Flat piece of pork, stewed with cowheel. Coated with nutmeg and cayenne, the meats boned and rolled together, wrapped and simmered. Soaked in brine with sugar and cloves, pressed and chilled (Rundell 1807, Hutchins 1967)
Original Receipt in 'A New System Of Domestic Cookery' by 'A Lady' (Mrs. Maria Eliza Ketelby Rundell) (Rundell 1807);
Split and nicely clean a hog's head, take out the brains, cut off the ears, and rub a good deal of Salt into the head; let it drain twenty-four hours; then lay upon it two ounces of saltpetre,, and the same of common salt: in three days' time lay the head and salt into a pan, with just water to cover it, for two dayB more.

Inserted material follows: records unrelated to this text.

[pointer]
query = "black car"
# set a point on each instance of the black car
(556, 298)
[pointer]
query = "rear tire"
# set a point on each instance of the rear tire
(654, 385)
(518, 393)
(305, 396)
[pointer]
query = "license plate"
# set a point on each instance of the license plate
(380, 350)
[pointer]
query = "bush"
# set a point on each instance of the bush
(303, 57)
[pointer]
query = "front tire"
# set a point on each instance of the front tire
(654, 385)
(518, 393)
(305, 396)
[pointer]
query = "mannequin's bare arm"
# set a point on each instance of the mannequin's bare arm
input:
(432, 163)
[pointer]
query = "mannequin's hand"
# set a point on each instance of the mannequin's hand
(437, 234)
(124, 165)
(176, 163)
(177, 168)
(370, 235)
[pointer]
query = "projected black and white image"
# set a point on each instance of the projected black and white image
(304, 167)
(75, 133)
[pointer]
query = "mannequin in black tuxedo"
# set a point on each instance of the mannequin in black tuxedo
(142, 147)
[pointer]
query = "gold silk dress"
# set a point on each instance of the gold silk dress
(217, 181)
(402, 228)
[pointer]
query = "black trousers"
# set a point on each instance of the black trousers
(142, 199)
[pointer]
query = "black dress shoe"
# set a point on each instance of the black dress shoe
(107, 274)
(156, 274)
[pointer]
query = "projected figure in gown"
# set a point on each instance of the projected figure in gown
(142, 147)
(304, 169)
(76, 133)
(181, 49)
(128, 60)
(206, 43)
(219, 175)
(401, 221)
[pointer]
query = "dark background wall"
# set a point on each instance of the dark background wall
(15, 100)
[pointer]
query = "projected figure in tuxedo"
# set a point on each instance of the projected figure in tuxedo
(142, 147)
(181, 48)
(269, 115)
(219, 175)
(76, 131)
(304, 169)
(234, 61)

Wash it well; and boil until the bones will come out; remove them, and chop the meat as quick as possible, in pieces of an inch long; but first take the skin carefully off the head and the tongue, the latter cut in bits as above. Season with pepper and salt . Put the skin of one side of the head into a small long pan, press the chopped head and tongue into it, and lay the skin of the other side of the head over, and press it down. When cold it will turn out, and make a kind of brawn. The head may probably be too fat, in which case prepare a few bits of lean pork with the head. Boil two ounces of salt, a pint of vinegar, and a quart of the liquor, and, when cold, pour it over the head. The ears are to be boiled longer than the head, cut in thin strips, and divided about it, the hair being nicely removed. Reboil the pickle often.